Nature's God Church Blog

Reason and experience

Posted by Reflections on January 3, 2010

Reason and experience are inseparable. Without reason to sort, analyze and classify our experiences, we do not turn this information into intelligence. We use reason to compare our latest experiences to our own earlier experiences and to the experiences others have shared with us. Without reason, experience is just raw data, not useful for much.

But reason does not operate in a vacuum. Reason cannot function without data. Experience is the way we gather data to feed our reasoning minds. Reason needs food for thought.

I was raised like many in America. I went to church. I come from a tiny town of 250 souls in rural Illinois. I lived a block from the church. Of course I went to church. And when we moved to the country, we went to the closest church, which was four miles away. When I got my license I drove all the kids to church. It was a Southern Baptist mission. And we learned about Jesus. I wanted so much to be saved. I went through the motions. I tried to convince myself I was saved. I was baptized, of course.

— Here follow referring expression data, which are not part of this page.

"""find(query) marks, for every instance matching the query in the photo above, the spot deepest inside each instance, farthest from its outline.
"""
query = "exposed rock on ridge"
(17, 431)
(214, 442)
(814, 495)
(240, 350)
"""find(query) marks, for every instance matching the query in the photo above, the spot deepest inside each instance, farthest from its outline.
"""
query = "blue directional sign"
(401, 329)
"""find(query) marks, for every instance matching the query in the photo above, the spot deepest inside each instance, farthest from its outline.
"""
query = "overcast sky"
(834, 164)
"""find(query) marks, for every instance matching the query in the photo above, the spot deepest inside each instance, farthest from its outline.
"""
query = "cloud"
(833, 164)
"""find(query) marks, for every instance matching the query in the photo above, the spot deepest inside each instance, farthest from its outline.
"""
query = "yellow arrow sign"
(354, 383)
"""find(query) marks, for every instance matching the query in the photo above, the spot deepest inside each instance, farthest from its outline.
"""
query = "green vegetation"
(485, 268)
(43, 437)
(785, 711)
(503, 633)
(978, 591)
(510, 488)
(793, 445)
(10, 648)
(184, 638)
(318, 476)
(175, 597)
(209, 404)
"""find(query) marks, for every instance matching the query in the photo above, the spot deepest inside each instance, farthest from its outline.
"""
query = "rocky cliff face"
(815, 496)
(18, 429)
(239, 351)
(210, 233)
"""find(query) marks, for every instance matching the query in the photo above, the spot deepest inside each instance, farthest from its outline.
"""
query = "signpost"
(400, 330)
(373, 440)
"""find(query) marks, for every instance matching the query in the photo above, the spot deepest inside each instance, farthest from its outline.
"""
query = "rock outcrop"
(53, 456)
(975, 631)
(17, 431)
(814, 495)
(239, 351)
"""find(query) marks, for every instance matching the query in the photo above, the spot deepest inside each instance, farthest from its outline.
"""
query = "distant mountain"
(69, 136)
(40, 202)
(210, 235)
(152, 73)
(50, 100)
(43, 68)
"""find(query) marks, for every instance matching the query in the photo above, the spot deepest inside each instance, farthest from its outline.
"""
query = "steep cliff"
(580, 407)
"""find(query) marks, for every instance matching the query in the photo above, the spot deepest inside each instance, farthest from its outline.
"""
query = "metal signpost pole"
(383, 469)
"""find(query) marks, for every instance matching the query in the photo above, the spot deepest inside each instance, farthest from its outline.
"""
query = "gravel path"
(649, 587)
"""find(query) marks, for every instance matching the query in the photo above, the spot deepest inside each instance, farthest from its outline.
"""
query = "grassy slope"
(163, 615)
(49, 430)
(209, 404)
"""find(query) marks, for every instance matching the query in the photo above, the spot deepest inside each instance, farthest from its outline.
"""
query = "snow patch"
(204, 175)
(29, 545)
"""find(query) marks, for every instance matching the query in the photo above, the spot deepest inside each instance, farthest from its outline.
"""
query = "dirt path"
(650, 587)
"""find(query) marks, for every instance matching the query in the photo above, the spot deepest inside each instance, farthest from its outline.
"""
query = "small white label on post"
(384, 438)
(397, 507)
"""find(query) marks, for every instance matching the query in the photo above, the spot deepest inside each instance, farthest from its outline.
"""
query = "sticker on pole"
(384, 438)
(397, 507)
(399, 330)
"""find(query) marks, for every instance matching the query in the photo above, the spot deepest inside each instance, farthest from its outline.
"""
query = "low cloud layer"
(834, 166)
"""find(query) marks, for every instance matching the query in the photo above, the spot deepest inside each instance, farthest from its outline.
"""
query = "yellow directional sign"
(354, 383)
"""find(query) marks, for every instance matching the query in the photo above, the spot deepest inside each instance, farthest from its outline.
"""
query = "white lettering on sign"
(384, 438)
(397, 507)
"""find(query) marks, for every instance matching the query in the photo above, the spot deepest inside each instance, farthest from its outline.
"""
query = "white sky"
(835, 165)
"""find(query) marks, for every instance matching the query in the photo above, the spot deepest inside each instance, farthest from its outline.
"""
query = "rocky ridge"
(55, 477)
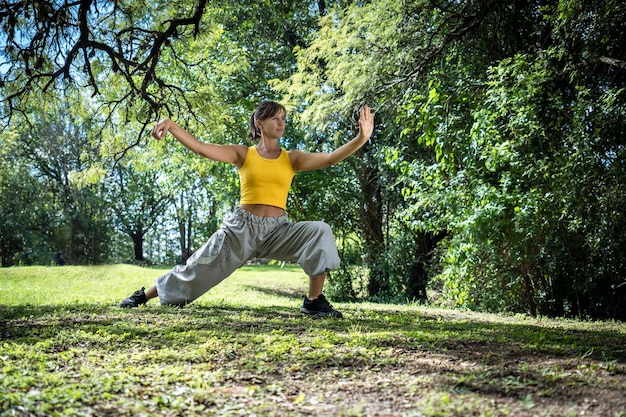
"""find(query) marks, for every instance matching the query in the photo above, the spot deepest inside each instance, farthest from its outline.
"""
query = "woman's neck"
(268, 147)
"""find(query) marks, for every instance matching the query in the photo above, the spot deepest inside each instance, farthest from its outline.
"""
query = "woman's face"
(274, 126)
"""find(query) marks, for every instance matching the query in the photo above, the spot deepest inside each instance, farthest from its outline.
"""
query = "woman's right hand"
(161, 128)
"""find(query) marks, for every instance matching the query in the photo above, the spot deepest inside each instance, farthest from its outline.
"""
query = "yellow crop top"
(265, 181)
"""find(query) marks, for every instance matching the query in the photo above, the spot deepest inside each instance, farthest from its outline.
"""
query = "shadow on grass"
(408, 331)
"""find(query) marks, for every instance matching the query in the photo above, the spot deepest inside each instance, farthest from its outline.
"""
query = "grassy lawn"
(243, 349)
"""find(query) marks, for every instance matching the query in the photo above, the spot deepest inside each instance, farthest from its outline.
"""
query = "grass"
(244, 350)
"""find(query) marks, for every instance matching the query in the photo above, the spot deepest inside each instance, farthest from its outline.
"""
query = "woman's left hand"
(366, 123)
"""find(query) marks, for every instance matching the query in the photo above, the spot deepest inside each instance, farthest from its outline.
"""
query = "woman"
(258, 227)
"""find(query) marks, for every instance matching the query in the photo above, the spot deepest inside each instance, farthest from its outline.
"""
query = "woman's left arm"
(306, 161)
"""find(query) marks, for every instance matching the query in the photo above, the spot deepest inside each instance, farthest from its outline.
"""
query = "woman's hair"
(264, 110)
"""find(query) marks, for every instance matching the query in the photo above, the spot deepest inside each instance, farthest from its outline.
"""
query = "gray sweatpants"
(244, 236)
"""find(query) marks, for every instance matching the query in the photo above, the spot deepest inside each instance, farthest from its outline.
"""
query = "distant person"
(258, 227)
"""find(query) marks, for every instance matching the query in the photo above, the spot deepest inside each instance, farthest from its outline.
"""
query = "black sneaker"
(135, 300)
(320, 307)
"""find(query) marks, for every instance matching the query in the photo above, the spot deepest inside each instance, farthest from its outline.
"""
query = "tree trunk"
(372, 226)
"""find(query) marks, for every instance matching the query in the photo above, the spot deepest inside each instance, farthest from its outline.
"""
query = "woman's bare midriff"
(262, 210)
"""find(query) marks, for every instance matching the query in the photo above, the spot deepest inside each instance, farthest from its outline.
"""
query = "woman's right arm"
(232, 154)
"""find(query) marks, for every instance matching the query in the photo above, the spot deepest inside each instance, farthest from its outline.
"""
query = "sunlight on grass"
(244, 349)
(251, 285)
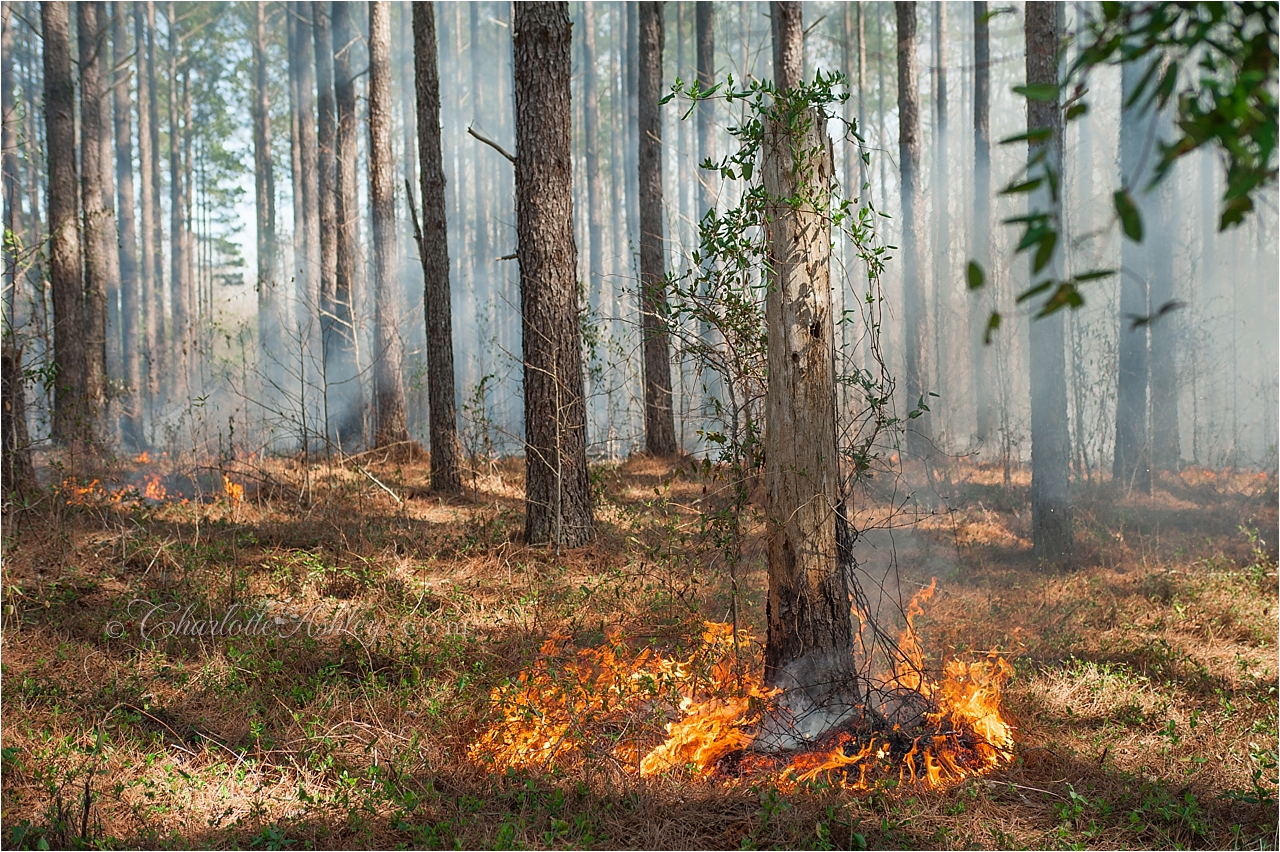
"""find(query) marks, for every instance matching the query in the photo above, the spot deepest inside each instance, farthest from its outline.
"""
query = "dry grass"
(1144, 691)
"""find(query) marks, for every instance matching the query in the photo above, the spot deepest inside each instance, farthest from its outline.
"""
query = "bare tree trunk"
(9, 165)
(1051, 443)
(72, 415)
(446, 450)
(810, 637)
(909, 164)
(981, 225)
(152, 218)
(347, 216)
(178, 265)
(557, 484)
(388, 384)
(264, 196)
(1132, 463)
(97, 216)
(659, 424)
(131, 289)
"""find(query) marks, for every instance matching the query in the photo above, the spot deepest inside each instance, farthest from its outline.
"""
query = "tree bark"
(343, 375)
(1132, 465)
(810, 637)
(152, 219)
(659, 424)
(178, 264)
(131, 289)
(270, 358)
(981, 227)
(909, 164)
(388, 384)
(557, 485)
(72, 415)
(1051, 443)
(442, 395)
(97, 216)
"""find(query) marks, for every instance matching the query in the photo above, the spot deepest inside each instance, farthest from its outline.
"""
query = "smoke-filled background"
(1224, 363)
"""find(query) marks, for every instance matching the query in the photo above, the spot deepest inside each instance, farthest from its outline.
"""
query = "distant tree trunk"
(446, 450)
(9, 165)
(594, 183)
(909, 164)
(72, 416)
(659, 424)
(1051, 443)
(810, 635)
(264, 196)
(327, 131)
(131, 289)
(309, 268)
(1132, 463)
(388, 383)
(152, 218)
(557, 482)
(97, 216)
(178, 265)
(347, 216)
(981, 225)
(704, 24)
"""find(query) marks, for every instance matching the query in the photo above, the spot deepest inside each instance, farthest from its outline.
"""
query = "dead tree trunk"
(71, 408)
(97, 216)
(659, 422)
(557, 485)
(810, 637)
(264, 197)
(1051, 441)
(131, 289)
(442, 395)
(388, 384)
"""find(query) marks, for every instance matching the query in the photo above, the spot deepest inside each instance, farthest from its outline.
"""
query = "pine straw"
(1144, 696)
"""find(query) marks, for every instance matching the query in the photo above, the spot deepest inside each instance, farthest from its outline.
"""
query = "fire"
(604, 701)
(234, 493)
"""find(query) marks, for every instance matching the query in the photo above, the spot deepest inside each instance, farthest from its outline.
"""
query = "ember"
(603, 701)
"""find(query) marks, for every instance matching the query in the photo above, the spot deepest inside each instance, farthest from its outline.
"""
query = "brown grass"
(1144, 691)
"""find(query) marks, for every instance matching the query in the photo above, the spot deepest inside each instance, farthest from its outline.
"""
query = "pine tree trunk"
(659, 422)
(388, 383)
(159, 362)
(557, 484)
(446, 450)
(178, 265)
(909, 164)
(131, 288)
(72, 415)
(343, 375)
(97, 216)
(327, 129)
(1132, 463)
(810, 639)
(1051, 444)
(981, 225)
(270, 358)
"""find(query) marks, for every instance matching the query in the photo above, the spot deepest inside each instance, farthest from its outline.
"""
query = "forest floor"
(1143, 690)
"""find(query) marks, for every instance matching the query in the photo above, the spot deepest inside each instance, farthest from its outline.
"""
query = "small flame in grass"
(604, 702)
(234, 493)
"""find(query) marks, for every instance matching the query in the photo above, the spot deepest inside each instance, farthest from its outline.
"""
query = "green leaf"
(1129, 216)
(976, 276)
(1038, 91)
(992, 326)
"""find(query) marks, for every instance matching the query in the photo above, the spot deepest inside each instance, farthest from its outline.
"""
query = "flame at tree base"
(609, 705)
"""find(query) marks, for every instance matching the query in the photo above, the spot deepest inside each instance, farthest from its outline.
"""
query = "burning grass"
(426, 679)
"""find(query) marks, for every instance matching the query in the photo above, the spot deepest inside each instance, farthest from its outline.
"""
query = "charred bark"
(442, 395)
(557, 485)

Then I went away to college. Reason began to matter more than what I had been taught. I began to experience things that a youngster in rural Illinois does not get to experience. I applied reason to those experiences, and reason told me that many of my early experiences did not make sense in the harsh light of mature reason. I began to question why I ever had believed the things I had been taught as a child.

As I grew in experience and honed my reasoning skills I discovered gaps in my experience. Reason directed my search to discover replacement beliefs for the childhood beliefs that had withered and crumbled under the harsh light of reason. Reason had taken away those old, comforting beliefs. It was up to reason to find a replacement. Life has to have meaning, doesn’t it? My search led east to Buddhism, Zen, Shinto, Confucianism, Taoism. The east was not a good fit. I turned west.

More experience. More reason. I became a voracious reader and consumed massive amounts of information. Experience and reason. The search continued. I married, started a family, settled on a career, rose through the ranks. I lost a brother, a sister, my father, my mother and countless older relatives. Life was moving on, whether I was ready or not.

When did I come to Deism? I cannot rightly say. It was many years ago after much reasoning and experience. When did I realize I was a Deist? That is a relatively recent experience.

Here we are again, back at experience and reason. There was a time when I would have said, “Too bad I did not come to this conclusion earlier.” But that was when I believed in regrets. Regret is like worry, a complete waste of time and energy. Regret does not fix anything. Regret does not solve anything. We either learn from our experiences, or we do not. If we reason, we learn. If we fail to apply reason to our experiences, we learn nothing. Regret is unreasonable.

Because of reason and a mature perspective, I now get a lot more out of my experiences. I also get more out of other people’s experiences. I better understand the relationship between reason and experience, and life makes more sense. I have no regrets that I arrived at this understanding relatively late in life. Many people never reach this stage in their spiritual development at all!